Error Models & Sequence Variants

DADA2 Error Model

  • The DADA2 error model attempts to assess whether a sequence is too abundant to be explained by errors in amplicon sequencing.

Here we will leverage this model to learn error rates and then plot them:

# Learn Error Rates

# dada2 uses a parametric model to learn the error rates
# for each sequence
errForward <- learnErrors(filtForward)
errReverse <- learnErrors(filtReverse)

# plot the error rate against theoretical error rates


So the red line indicates our expected error rate. Essentially, as the quality score gets better so does our error rate. The black points/line our are actual error rates and we are looking for the trend of the black line to match the trend of the red line. Here we expect a little deviation since our sample has been subsampled.
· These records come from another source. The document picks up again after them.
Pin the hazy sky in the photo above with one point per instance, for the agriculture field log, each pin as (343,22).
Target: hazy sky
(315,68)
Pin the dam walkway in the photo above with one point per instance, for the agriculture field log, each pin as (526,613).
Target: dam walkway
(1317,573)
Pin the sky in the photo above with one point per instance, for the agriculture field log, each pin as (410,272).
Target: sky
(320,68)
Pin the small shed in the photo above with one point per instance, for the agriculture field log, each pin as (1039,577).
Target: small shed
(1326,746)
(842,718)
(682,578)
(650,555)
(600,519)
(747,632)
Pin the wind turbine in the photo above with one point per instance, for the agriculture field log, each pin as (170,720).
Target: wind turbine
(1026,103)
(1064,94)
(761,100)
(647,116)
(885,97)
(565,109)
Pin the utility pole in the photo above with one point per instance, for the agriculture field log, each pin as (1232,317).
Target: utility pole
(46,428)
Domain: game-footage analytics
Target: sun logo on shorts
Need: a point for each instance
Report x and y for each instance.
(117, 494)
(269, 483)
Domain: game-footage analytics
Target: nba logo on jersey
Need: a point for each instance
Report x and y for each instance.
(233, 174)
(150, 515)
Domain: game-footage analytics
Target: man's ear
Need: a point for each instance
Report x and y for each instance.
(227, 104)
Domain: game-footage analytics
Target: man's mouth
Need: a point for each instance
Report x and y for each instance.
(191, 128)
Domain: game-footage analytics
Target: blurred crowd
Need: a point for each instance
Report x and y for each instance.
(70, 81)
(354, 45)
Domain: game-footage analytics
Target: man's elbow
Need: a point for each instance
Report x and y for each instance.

Inferring Sequence Variants

  • So far, we have assigned p-values for each sequence in each sample
  • DADA2 then tries to determine which sequences are of biological origin and which aren’t by assessing which sequences are present in other samples
  • If a sequence is present in another sample, it is more likely that it is a real biological sequence

# Infer Sequnce Variants

# we will now run the dada2 algorithm 
# this algorithm delivers "true" sequence variants
# with information gathered from the error model 
# generated above
dadaForward <- dada(filtForward, err=errForward)
dadaReverse <- dada(filtReverse, err=errReverse)

# let's get a summary of our first sample
dada-class: object describing DADA2 denoising results
35 sequence variants were inferred from 430 input unique sequences.
Key parameters: OMEGA_A = 1e-40, OMEGA_C = 1e-40, BAND_SIZE = 16


Here we note that even though we have 430 unique sequences in our data, only 35 of them have been deemed true sequence variants.